I don't see why more spindles means more data decompressed. If
anything, I'd imagine it would be less reads, total, if there's any kind
of data locality. But I'll leave this to the database experts, for now.
- If you are doing a lot of little transactions (web sites), it
means seeks can be distributed around the various disks. In this case
compression would be a big win because there is free CPU to use ;
Dangerous assumption. Three words: Ruby on Rails. There goes your
free CPU. Suddenly, compression makes no sense at all.
But then, Ruby makes no sense at all for any serious load, unless you
really have that much money to spend, or until the Ruby.NET compiler is
finished -- that should speed things up.
besides, it would virtually double the RAM cache size.
No it wouldn't, not the way Reiser4 does it. Currently,
compression/decompression, as well as encryption/decryption, happens
where the data hits the disk. The idea is, at that point, your storage
medium is likely a bottleneck, and storing the compressed data in RAM is
going to slow you down a lot, unless you're short on RAM. It would be
nice to make this tunable (even be able to choose a % of cache to leave
compressed and a % to decompress), for machines which have spare CPU,
but not as much spare RAM.
I don't know if the architecture can be changed that easily, though.
The place the cryptocompress plugin operates makes perfect sense for
crypto, because it's 1:1 as far as space goes -- all that caching the
encryption version does is make you waste cycles decrypting it every
time. But keeping data compressed in RAM, while not generally a great
idea, was once a valid technique on memory-starved machines -- I
remember seeing some Mac software that claimed to double your RAM by
compressing it.
But then, this made sense on a Mac no matter how much performance it
cost you, because this predated virtual memory on a Mac. When you ran
out of physical RAM, you got an "out of memory" dialog, and your program
crashed. Some programs couldn't be run at all without a memory upgrade
-- or this program.
However my compression benchmarks mean nothing because I'm
compressing whole files whereas reiser4 will be compressing little
blocks of files. We must therefore evaluate the performance of
compressors on little blocks, which is very different from 300 megabytes
files.
For instance, the setup time of the compressor will be important
(wether some huffman table needs to be constructed etc), and the
compression ratios will be worse.
Hmm. To what extent are modern compressors based on a "dictionary"

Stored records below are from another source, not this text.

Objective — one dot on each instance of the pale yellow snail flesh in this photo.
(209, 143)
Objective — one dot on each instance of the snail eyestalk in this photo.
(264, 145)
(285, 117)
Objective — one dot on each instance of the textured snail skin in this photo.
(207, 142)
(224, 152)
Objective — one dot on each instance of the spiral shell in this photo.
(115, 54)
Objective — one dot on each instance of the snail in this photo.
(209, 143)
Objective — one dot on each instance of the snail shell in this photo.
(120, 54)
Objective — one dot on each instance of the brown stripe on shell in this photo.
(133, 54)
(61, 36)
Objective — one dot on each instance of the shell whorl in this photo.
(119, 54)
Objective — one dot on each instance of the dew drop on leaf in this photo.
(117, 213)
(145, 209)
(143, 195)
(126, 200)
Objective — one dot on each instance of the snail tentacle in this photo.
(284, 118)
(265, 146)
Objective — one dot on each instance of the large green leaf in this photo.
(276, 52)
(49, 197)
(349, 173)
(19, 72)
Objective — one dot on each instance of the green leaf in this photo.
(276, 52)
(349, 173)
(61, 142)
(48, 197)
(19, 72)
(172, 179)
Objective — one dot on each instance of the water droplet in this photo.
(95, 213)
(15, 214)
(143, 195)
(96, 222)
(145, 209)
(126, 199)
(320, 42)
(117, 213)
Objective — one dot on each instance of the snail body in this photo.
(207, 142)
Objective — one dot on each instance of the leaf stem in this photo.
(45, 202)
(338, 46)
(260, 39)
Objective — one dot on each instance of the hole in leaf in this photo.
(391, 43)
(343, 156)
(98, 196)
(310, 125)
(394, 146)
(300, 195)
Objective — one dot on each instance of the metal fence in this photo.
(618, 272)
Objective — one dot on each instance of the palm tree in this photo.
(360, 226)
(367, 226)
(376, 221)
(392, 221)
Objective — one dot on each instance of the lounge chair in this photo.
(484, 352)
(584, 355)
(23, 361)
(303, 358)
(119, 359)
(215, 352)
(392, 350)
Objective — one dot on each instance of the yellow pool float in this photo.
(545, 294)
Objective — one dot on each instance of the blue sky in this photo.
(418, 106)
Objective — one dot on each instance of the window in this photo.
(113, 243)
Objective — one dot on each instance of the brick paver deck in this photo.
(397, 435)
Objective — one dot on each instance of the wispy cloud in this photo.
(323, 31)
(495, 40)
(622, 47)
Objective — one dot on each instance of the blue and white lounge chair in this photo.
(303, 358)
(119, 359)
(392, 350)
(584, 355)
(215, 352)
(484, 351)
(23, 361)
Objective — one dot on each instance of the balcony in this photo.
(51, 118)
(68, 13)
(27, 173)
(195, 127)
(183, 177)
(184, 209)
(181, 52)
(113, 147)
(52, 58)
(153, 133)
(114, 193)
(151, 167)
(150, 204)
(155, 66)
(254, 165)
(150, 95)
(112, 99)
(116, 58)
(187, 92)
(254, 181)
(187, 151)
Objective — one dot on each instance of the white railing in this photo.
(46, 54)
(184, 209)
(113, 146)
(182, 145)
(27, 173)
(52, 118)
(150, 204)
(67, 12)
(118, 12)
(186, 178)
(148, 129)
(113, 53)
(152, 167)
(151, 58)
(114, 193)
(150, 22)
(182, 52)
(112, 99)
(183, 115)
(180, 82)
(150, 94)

concept? I believe that's why we compress tarballs, instead of the
files inside, and why zipfiles are generally worse than compressed
tarballs for space.
If the dictionary could be shared, that would negate the setup time of
the compressor and much of the loss of efficiency when compressing small
blocks instead of huge files. The obvious disadvantage is potentially
having to hit both the dictionary and the file.